Being an orphan in the late ninteen-thirties and early forties in America was no picnic. If you were a teenaged boy, who stood up for himself to the staff in such places, things could actually get dangerous. Bobby was such a boy, and had been sentenced to the punishment of being sent to the worst of the worst in the institutional orphanage system. But a glitch in the paperwork landed him in the wrong place ... a place full of love and concern for his welfare. Now a boy who had survived for years on guile and cunning, found himself among the kind of people he wasn't used to dealing with. What had been a small lie to help him survive, led to changes in his life that showed him a completely different kind of world than he'd ever seen before. It changed not only his life, but the lives of the five women who ran the orphanage he ended up in. Those women, suffering from the ravages of both the Great Depression and the shortages and rationing during World War II, had little to look forward to each day ... until Bobby showed up in their midst.
Love and romance have been written of many times, but this romance involves a time in America where men were in short supply and a woman might grasp at what happiness she could snatch from the jaws of fate.
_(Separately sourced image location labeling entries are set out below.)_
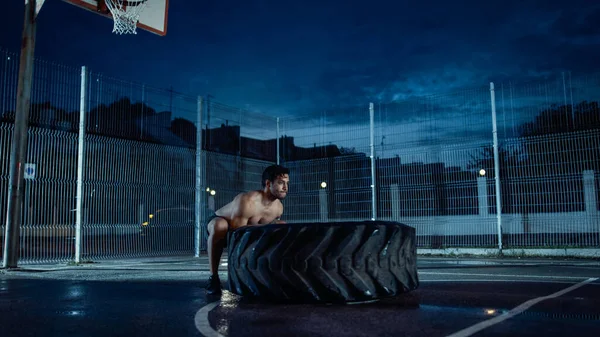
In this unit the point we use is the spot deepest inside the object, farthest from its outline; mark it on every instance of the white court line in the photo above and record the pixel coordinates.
(521, 308)
(202, 323)
(505, 275)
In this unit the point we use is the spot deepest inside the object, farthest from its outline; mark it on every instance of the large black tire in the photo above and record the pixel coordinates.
(323, 262)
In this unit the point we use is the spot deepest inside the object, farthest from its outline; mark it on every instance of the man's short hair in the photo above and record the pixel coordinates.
(272, 172)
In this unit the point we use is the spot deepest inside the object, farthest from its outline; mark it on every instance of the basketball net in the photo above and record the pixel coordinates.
(126, 14)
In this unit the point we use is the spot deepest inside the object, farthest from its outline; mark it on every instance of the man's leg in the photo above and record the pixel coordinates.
(217, 230)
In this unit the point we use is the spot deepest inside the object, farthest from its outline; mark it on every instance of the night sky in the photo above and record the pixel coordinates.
(285, 57)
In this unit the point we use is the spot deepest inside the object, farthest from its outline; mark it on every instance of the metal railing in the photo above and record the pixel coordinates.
(149, 164)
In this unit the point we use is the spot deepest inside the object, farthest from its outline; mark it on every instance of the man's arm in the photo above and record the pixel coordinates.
(278, 221)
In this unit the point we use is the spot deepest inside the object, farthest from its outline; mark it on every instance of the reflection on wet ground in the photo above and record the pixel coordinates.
(530, 299)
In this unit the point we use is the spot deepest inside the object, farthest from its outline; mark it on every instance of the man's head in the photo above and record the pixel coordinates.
(275, 180)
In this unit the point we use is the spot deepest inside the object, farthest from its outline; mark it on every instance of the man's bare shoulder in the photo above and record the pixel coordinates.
(248, 196)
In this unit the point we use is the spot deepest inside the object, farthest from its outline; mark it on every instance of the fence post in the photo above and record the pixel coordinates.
(496, 167)
(80, 164)
(372, 141)
(199, 195)
(18, 151)
(277, 140)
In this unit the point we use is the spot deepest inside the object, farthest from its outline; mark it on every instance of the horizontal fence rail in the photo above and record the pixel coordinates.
(157, 163)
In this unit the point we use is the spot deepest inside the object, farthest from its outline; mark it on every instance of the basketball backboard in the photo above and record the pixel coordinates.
(153, 18)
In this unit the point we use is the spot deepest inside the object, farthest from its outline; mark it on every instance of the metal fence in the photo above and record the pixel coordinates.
(433, 163)
(140, 179)
(430, 162)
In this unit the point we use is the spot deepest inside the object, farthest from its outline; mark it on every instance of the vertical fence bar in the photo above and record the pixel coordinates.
(372, 141)
(277, 141)
(496, 167)
(18, 153)
(80, 165)
(199, 183)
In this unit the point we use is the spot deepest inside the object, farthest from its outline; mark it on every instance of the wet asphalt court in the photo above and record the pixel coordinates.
(456, 297)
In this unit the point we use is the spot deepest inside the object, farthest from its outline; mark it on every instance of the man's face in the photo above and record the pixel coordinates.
(279, 187)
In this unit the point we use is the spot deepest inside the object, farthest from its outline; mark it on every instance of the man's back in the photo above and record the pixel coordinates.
(251, 208)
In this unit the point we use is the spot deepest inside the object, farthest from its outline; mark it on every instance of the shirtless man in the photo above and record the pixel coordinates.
(258, 207)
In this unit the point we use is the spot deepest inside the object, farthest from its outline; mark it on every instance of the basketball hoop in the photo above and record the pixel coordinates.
(126, 14)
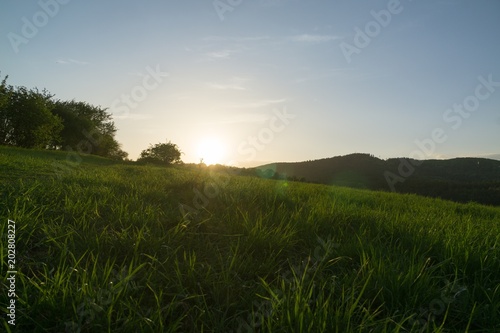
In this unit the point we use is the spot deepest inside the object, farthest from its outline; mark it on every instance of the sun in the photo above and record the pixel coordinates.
(211, 150)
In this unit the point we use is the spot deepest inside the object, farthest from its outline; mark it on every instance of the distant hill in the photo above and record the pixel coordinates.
(458, 179)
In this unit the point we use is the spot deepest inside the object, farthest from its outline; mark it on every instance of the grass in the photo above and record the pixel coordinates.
(105, 247)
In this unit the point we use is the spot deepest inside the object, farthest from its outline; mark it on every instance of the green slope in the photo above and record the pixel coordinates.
(106, 247)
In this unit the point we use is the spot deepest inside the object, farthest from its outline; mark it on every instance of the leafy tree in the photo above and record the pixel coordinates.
(161, 153)
(26, 119)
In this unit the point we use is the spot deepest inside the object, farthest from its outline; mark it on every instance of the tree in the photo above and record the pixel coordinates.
(88, 128)
(161, 153)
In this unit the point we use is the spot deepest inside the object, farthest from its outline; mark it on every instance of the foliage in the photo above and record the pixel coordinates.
(29, 118)
(161, 153)
(106, 248)
(26, 119)
(88, 128)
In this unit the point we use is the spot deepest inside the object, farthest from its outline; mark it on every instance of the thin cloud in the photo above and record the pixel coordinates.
(225, 86)
(306, 38)
(235, 39)
(258, 104)
(235, 83)
(222, 54)
(133, 116)
(244, 118)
Add to that mix a boy who had never been taught the rules and procedures of how to interact with women in polite society ... a boy whose records of birth had been lost, and who was much older than his small frame might suggest ... and you have a recipe for the kind of disaster that ... oddly ... has the capacity to end up making everyone happy. That's how different this romance was.
Warning: This is a story about adult relationships, including the physical aspects of romantic relationships. Love scenes that many authors choose to gloss over are described here in detail, and are not appropriate for those under the age of eighteen. This book is about romance, including the sexual interaction that comes naturally to that condition.